Can’t Get There from Here

Green activists blame “oil-fueled, coal-powered” legislators for energy gridlock. The real reason for policy stalemate is that nobody knows how to sustain a modern economy with zero-carbon energy.

The Breakthrough Institute developed this point in its Death of Cap-and-Trade blog posts. Because affordable energy is vital to prosperity and much of the world is energy poor, it would be economically ruinous and, thus, politically suicidal to make people abandon fossil fuels before cheaper alternative energies are available. That, however, is exactly what “comprehensive energy and climate legislation” aimed to do.

As the Breakthrough folks argue, if you’re worried about climate change, then your chief policy objective should be to make alternative energy cheaper than fossil energy. Instead, the green movement attempted to make fossil energy more costly than alternative energy, or to simply mandate the switch to alternative energy regardless of cost. Al Gore’s call in 2008 to “re-power America” with zero-carbon energy within 10 years epitomizes this folly. More “moderate” variants would only do less harm, less rapidly.

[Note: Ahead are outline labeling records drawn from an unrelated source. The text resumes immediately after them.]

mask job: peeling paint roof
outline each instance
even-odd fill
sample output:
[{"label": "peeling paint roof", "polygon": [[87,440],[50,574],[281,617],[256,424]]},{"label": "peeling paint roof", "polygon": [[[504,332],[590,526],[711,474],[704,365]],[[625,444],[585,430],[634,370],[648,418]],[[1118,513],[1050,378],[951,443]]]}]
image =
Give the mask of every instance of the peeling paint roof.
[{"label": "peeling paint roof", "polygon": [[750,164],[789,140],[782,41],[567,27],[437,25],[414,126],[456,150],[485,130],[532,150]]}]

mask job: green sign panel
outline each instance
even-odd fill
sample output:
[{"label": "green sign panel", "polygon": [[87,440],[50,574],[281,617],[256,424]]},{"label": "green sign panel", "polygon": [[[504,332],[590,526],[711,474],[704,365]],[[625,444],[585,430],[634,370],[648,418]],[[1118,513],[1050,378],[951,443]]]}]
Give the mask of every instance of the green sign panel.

EPA Is Legislating Climate and Energy Policy

Lastly, energy is on the legislative back burner because the EPA is already enacting the green movement’s agenda via administrative action. Why risk voter ire over controversial climate policies when it is easier to sit back and watch the EPA take the heat or implement regulations few people outside of Washington even know about?

This situation is likely to persist as long as divided government persists. Many Democrats are content to let the EPA flout the separation of powers and implement policies the people’s representatives would reject if introduced as legislation and put to a vote. Many Republicans fear to challenge the EPA, knowing how difficult it is to overcome a presidential veto and how easily efforts to rein-in the agency can be spun as attacks on science and children’s health.